For Windows Production Servers, users can automatically/manually install the Local Replication Agent(LRA) provided by the CenturyLink Team to replicate production data. For Windows, SafeHaven performs block level replication.

For Linux Production Servers, users will install certain scripts provided by the CenturyLink team to replicate production data. For Linux, SafeHaven performs file level replication using Rsync.

Initial Replication and Enable Checkpoints

Intial replication is started and data is replicated over the WAN(Production Server sends all the data to the Production SRN, which simultaneously transfers it to the Recovery SRN. Recovery SRN retains a full copy of production data called the "Remote Replica"). Upon completion of the initial replication, periodic as well as scheduled checkpoints are enabled and the user can set the checkpointing interval as per the RPO/RTO requirements. After enabling periodic checkpoints, only the deltas/changes made on the production servers are replicated automatically over to the Recovery SRN. User has the choice to retain VSS and Non-VSS (Crash) Consistent Checkpoints for recovery.

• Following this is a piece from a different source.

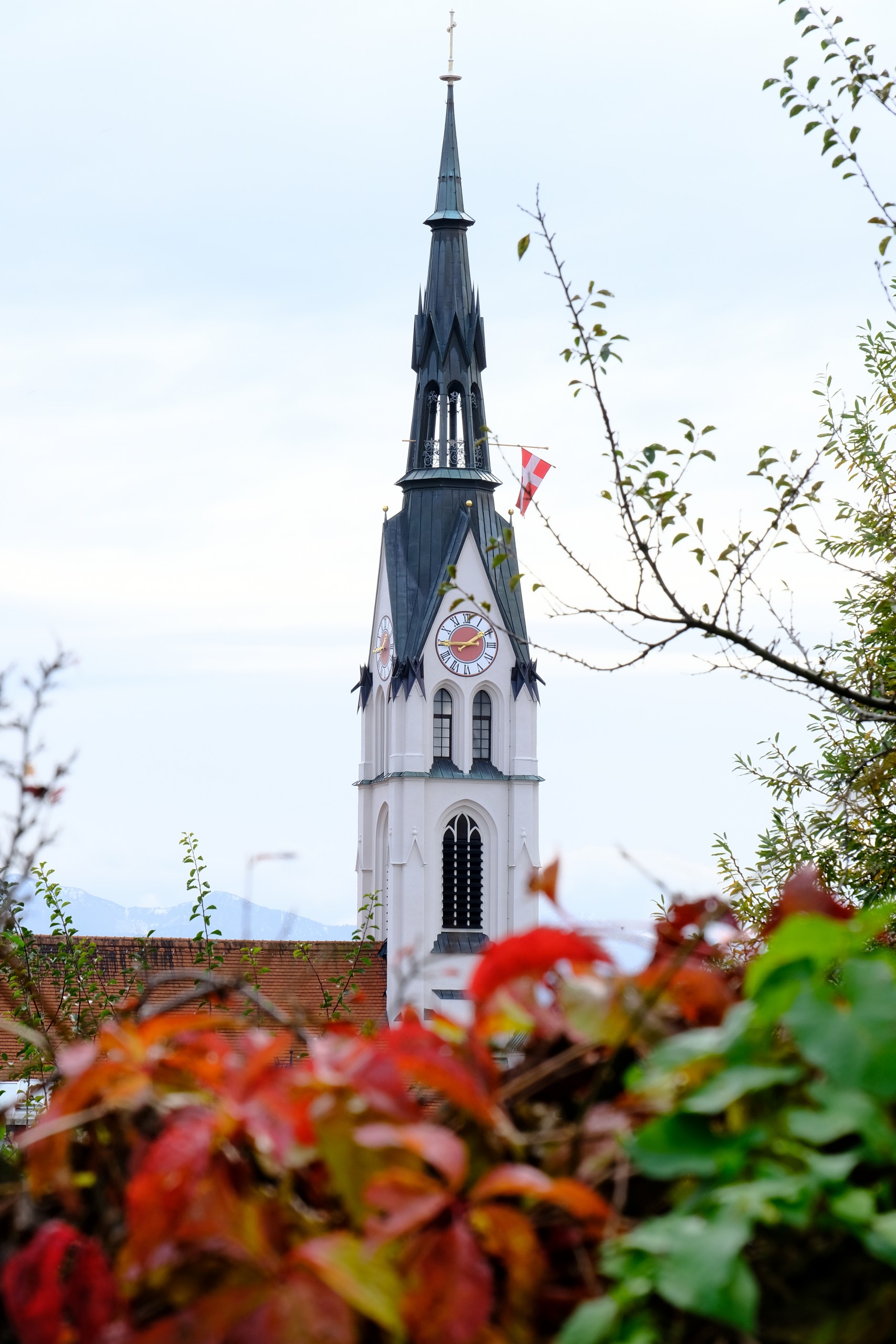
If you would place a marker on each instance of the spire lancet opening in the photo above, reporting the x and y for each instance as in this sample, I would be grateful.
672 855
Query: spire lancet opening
449 339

In AWS Recovery site, a snapshot of the EBS Volume(s) is taken everytime a periodic/scheduled checkpoint is triggered by SafeHaven. As a next step, AMI's (Amazon Machine Images) are created from these EBS snapshots. For Windows Protection Groups, we have to go through an AMI import procedure but for Linux Protection Groups this step is not required. Based on the Checkpoint Retention Policy set by the user, these AMI's are retained for disaster recovery. User has the option to retain as many AMI's as they want and will get charged for incrementally stored EBS snapshots. As per Amazon's EBS snapshot billing, a user will only get charged for the blocks that have changed after the last snapshot is taken and will only be billed for the changed blocks.

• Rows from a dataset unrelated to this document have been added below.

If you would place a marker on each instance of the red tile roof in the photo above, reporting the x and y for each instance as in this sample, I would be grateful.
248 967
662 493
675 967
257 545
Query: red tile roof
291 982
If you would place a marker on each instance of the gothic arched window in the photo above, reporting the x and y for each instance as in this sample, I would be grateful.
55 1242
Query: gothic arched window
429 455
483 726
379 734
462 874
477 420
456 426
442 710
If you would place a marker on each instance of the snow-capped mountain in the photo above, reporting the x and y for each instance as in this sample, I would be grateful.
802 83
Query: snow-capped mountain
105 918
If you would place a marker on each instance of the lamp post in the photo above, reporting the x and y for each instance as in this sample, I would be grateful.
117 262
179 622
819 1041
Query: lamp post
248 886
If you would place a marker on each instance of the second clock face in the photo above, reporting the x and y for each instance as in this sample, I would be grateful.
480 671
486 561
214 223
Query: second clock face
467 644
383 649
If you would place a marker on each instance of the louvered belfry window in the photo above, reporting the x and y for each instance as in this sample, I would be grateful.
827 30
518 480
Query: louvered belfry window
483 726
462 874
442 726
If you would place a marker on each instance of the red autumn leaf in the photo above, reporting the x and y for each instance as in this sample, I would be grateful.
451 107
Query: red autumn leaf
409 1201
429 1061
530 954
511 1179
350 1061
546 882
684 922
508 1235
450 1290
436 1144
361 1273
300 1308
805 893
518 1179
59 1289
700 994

Production Site Outage-Declare Disaster

The cause of a production site outage could be anything from a human error to a natural disaster. Incase there is an outage and the user declares a disaster event, the users might not be able to access the production servers in the Production Datacenter. The users will get notified via email incase the production server replication stops, checkpoints become unclean or if the Production SRN goes down.

Failover to AWS

Incase of a disaster event, users can login to the SafeHaven Console and with a few clicks, select the latest clean checkpoint/AMI and can Failover the entire Production Datacenter over to AWS.

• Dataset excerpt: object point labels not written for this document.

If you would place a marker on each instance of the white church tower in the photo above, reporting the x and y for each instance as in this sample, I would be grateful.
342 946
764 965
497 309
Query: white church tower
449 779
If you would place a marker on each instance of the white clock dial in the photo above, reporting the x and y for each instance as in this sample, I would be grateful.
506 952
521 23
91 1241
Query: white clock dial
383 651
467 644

Launch Amazon EC2 Instances

Once the checkpoints/AMI's are selected for Failover, SafeHaven automatically launches the EC2 Instances based on the Instance profile information filled in by the user and performs a native boot. User has the choice to launch multiple instances per AMI and can delete them as well at any given time. Production Server Image is presented in AWS with all the data intact and the user can login to ensure business continuity. In this case AWS becomes the primary site to run business applications until a the user wants to revert back to the Production Datacenter.

NOTE: Test-Failover can be performed in an isolated network so that the user can test the recovery instances prior to an actual Failover.